I'd test your speed under the best possible conditions, after a good warmup at the beginning of practice. This might be 400-1000 swim, 0-200 kick, 2-8 50s drills and buildup swimming. Whatever you need to get loosened up and warmed up. Then go for it. If you do a 50, a 100 and a 200 you might get pretty tired. This is almost a complete meet in itself! Swim easy inbetween.

I would test yourself this way every week at the most. It is fun to go fast but it is hard on the body. Mix up your practices.

To track your progress, keep a practice log. Write down every practice, every set, every time you do. If you can't remember the detail, remember a range, like most times were at about 43 seconds, and the fastest was 38 seconds. Checking this log will show progress as you go faster on similar sets. If you keep a log long enough you can compare yourself year to year.

Go swim in a meet as soon as there is one nearby. This is the best way to check your speed. If you feel that you are not ready for this, try to go watch a masters meet. There are fast and slow people of every age there. Some familiarity with how it works will increase your comfort level.

In terms of progress, nobody can predict. Look at your weaknesses. Do you need to fix your technique? This can take quite a bit of time, or it can provide a very quick benefit. Is it mainly conditioning? How are your starts and turns? How is your streamlining?

If you are swimming hard, then a few days of rest ("tapering" down the workload) will make you go even faster. So, don't be surprised if you go slower on some days rather than improving every time. Watch the long term trend instead.

It is likely that the pool in Venezuela was meters rather than yards, so 33 would be more like a 30.

Swim fast,

February 23rd, 2002, 01:04 PM
Hey Tom,

You're one of the lucky ones. Check Emmett's website at http://H2OustonSwims.org. Or, better still, hop on your bike and ride across town and see him.

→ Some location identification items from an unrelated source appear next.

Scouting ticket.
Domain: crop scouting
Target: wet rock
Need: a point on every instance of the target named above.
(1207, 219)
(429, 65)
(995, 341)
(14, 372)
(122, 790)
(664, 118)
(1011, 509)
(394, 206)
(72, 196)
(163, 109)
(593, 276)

February 24th, 2002, 04:18 PM
Thanks guys!

Greg- yes it was a 50 meter pool, so guess I did better than I thought! LOL. Thanks for shaving another 3 seconds off my 50 time :)

Strong440- I will definitely be contacting Mr. Hines soon. I know of him by reputation and was just wanting to get back in the swing of things first. Thank you for the link too- I found the website a long time ago, but I had not saved the link and had forgotten the site was even there.

Based on your comments Greg sounds like it might be best to do one of the three once each week which will keep the testing to once a week and give me a status update on each every three weeks. And I will go ahead and do it first thing after the warmup.

Good idea on the log too. I always keep track of total distance, but I have not usually tracked times.

Thanks again for the help! I have just finished developing 5 workouts to use to get going again. Would this be a good board to post them for comments and suggestions? Every other thing I have asked has yielded some great advice, so comments on my workout plan would be greatly appreciated.


Bert Petersen
February 25th, 2002, 02:54 AM
One other idea would be to time the first half of your race at the start of practice, when you are fresh, and the back half at the end of workout, when you are more tired. This would give you a realistic idea of your 1. basic speed and then 2. your ability to finish strongly. Bert

Steve Ruiter
February 27th, 2002, 05:18 PM
I am not so sure it matters what you use to gauge your progress, but it would seem most valuable to find some set of benchmarks that are easily and accurately measurable and repeatable.

For me, I frequently do a 1000 yard swim for time, and sometimes a 400 IM kick with a board for time. You may need to find other more appropriate benchmarks that work for you. I like to set my watch to beep on the pace I am trying to go, so I can tell how I am doing along the way.

From the times I do on these, and having done them enough times under similar circumstances, I have a very reliable way of measuring where I am against my personal history. Right now I am in a "don't ask, don't tell" level of conditioning, where I won't even do it, because I know the results will be worse that I want to know.

Beyond that, participating in swim meets can't be beat for providing accurate measures of your progress.